Por eso no extraño que, durante unos siglos, aun perteneciendo al reino de Aragón, Albarracín mantuviera cierta independencia y su propio fuero. Lo que supuso esplendor. Hasta tuvo su propia catedral, la del Salvador, que hoy es el monumento por antonomasia de la localidad. Y si hay catedral, hay obispo, quien obviamente se construyó un elegante palacio episcopal que hoy es la sede de la Fundación Santa María de Albarracín.
Aunque el palacio episcopal no fue la única gran casona de esos tiempos de gloria. También se levantaría la casa de los Monterde que aún guarda un impresionante blasón sobre el arco de entrada o se concebiría la casa de la Comunidad, laberíntica por dentro y por fuera. Y cerca de la funambulista casa Torcida de la calle del Chorro se levantó el edificio palaciego de los Navarro de Arzuriaga, cuya fachada azul es una isla en el mar de yeso rojizo que uniformiza y da personalidad al caso urbano.

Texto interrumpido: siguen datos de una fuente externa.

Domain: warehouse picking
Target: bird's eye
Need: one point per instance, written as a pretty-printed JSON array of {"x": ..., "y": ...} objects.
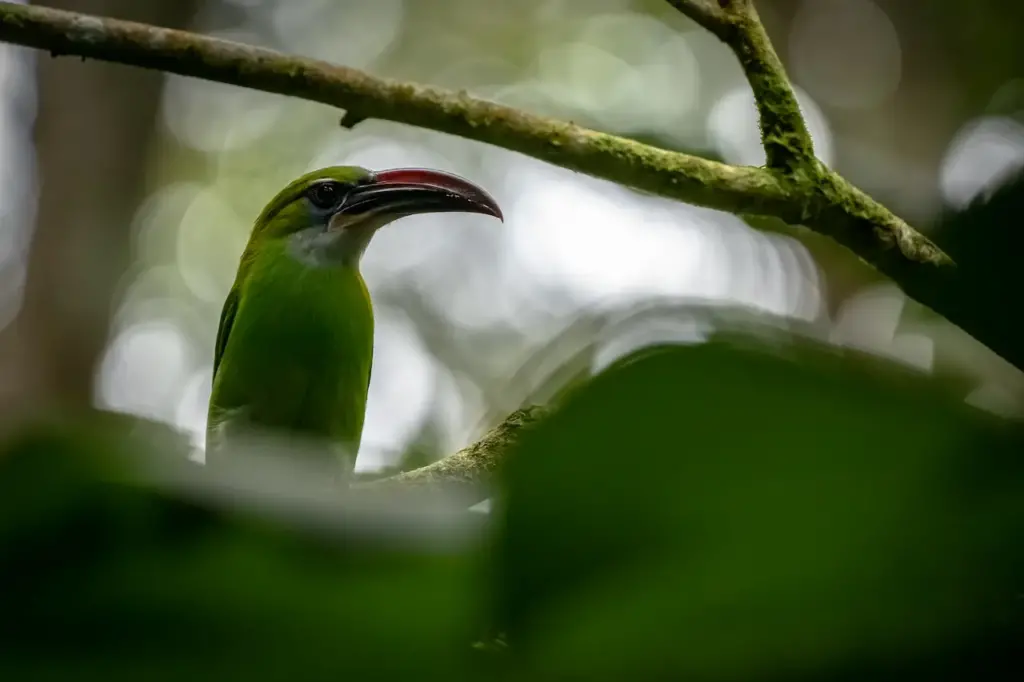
[{"x": 326, "y": 195}]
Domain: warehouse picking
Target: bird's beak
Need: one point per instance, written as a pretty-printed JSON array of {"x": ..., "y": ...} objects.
[{"x": 402, "y": 192}]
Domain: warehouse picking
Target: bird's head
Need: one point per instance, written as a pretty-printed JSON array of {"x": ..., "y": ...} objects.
[{"x": 328, "y": 216}]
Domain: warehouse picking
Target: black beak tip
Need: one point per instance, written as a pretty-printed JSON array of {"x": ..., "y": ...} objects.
[{"x": 462, "y": 195}]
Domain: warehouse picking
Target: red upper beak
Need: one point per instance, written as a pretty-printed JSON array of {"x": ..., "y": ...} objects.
[{"x": 412, "y": 190}]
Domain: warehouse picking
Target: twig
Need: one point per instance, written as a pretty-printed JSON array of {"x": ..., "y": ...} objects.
[
  {"x": 783, "y": 133},
  {"x": 464, "y": 475},
  {"x": 680, "y": 176}
]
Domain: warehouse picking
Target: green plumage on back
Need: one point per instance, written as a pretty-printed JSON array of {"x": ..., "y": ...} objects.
[{"x": 294, "y": 348}]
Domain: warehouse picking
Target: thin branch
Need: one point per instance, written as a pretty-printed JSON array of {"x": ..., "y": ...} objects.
[
  {"x": 783, "y": 132},
  {"x": 464, "y": 475},
  {"x": 680, "y": 176}
]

El atractivo de Albarracín radica en su armonía y las sensaciones que provoca el conjunto. Brillan lugares como la catedral, el vecino museo Diocesano con su colección de tapices flamencos o la torre de Doña Blanca como imponente vestigio del amurallamiento de antaño. Pero más allá de las individualidades, lo memorable es la fusión de historia y tradición que se respira durante el paseo por sus calles.

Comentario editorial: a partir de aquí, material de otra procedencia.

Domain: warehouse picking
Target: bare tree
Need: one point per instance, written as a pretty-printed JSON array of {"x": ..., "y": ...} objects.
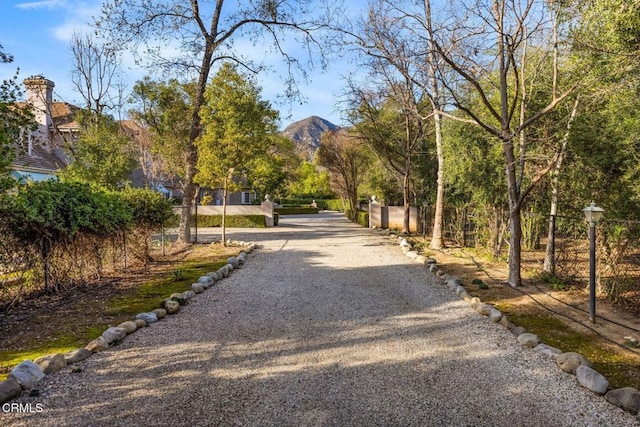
[
  {"x": 97, "y": 74},
  {"x": 395, "y": 94},
  {"x": 189, "y": 38},
  {"x": 396, "y": 41},
  {"x": 347, "y": 159},
  {"x": 480, "y": 41}
]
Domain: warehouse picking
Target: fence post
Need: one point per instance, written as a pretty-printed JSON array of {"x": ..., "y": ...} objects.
[{"x": 550, "y": 254}]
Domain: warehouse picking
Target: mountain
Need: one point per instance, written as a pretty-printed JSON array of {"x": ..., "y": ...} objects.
[{"x": 306, "y": 134}]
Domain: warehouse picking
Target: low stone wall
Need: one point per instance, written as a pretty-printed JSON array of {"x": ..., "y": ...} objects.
[
  {"x": 392, "y": 217},
  {"x": 265, "y": 208}
]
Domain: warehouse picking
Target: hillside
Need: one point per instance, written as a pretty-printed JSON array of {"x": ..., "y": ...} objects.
[{"x": 306, "y": 134}]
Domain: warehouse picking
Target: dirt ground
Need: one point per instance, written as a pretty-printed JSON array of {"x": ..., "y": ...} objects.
[
  {"x": 37, "y": 321},
  {"x": 616, "y": 331}
]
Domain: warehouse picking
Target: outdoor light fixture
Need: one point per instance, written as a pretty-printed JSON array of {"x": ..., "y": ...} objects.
[{"x": 593, "y": 214}]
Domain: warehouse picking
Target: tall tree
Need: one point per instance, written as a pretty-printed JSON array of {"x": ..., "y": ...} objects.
[
  {"x": 97, "y": 74},
  {"x": 164, "y": 108},
  {"x": 15, "y": 122},
  {"x": 203, "y": 33},
  {"x": 347, "y": 159},
  {"x": 239, "y": 127},
  {"x": 395, "y": 41},
  {"x": 103, "y": 154},
  {"x": 480, "y": 42},
  {"x": 395, "y": 132}
]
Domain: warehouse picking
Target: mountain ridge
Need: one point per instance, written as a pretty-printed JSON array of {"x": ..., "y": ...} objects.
[{"x": 306, "y": 134}]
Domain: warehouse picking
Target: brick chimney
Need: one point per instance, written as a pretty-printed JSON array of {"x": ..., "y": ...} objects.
[{"x": 40, "y": 96}]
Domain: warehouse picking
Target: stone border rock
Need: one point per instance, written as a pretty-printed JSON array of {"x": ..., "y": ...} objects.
[
  {"x": 627, "y": 398},
  {"x": 26, "y": 375}
]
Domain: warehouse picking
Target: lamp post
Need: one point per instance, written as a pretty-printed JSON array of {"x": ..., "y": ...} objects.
[
  {"x": 424, "y": 220},
  {"x": 592, "y": 214}
]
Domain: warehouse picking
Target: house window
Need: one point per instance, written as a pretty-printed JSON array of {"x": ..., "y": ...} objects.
[{"x": 248, "y": 197}]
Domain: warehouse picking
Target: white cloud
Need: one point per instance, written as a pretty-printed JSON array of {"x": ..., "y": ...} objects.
[{"x": 45, "y": 4}]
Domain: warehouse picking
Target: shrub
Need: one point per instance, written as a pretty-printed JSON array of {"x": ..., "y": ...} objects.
[
  {"x": 296, "y": 210},
  {"x": 150, "y": 208},
  {"x": 335, "y": 205},
  {"x": 362, "y": 218},
  {"x": 232, "y": 221}
]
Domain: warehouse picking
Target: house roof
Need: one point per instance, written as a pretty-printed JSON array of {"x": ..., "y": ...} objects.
[
  {"x": 39, "y": 160},
  {"x": 63, "y": 114}
]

Porque es un pueblo para caminar y dejarse sorprender. Por ejemplo, al llegar hasta el portal de Molina y ver los equilibrismos de la fotogénica casa de la Julianeta erguida en la intersección de dos cuestas. También merece la pena toparse con la casa museo Pérez y Toyuela cuyo interior recrea como vivieron los nobles e hidalgos de otros tiempos. O hay que subir hasta la iglesia de Santiago que ofrece unas inmejorables vistas de las murallas.

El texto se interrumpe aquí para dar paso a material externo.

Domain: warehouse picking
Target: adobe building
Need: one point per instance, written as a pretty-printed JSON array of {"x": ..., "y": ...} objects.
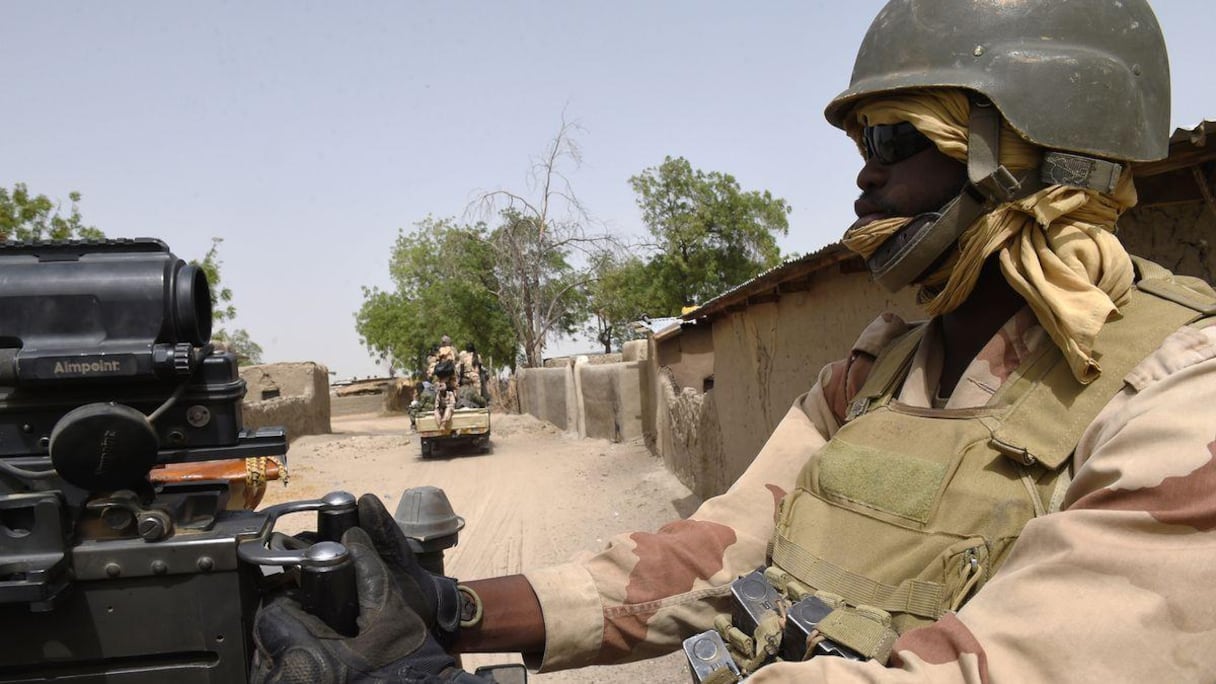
[
  {"x": 730, "y": 370},
  {"x": 294, "y": 396}
]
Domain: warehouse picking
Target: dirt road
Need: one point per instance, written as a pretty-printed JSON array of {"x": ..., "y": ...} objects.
[{"x": 539, "y": 498}]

Y más temprano que tarde toca pararse en la plaza Mayor. Un espacio amplio y llano dominado por el gran volumen del Ayuntamiento, cuya planta baja fue la cárcel local durante siglos. La rotundidad del consistorio contrasta con la delicadeza de la casa del Balcón Esquinero. Evidentemente situada en una esquina de la plaza y que hermana este trocito de Teruel con construcciones de Valladolid e incluso de Úbeda, en Jaén. Y en el extremo opuesto de la plaza se abre un mirador con vistas a la iglesia de Santa María, al río Guadalaviar y a los bosques serranos declarados Paisaje Protegido de los Pinares de Rodeno.
Fundación Santa María de Albarracín
La localidad es referente del turismo en Teruel y Aragón por su estado de conservación. Pero no siempre fue así. Hace tres décadas, la belleza de Albarracín estaba algo ajada tras siglos de descuidos y maltratos. Entonces se creó la Fundación Santa María de Albarracín encargada de recuperar el patrimonio local y darlo a conocer. Algo que ha llevado mucho más lejos de lo imaginado en un principio.
En la actualidad, la Fundación no solo promueve visitas guiadas y lleva a cabo restauraciones. También programa cursos vinculados con la recuperación de todo tipo de patrimonio, desde pintura o escultura hasta fotografía antigua u objetos textiles. Aquí se forman especialistas que luego desarrollan proyectos por toda Europa. Y además, año tras año se involucra en distintos iniciativas creativas, así como organiza conciertos, exposiciones y actividades que han colocado a esta pequeña porción de Teruel en el mapa internacional del turismo y la cultura.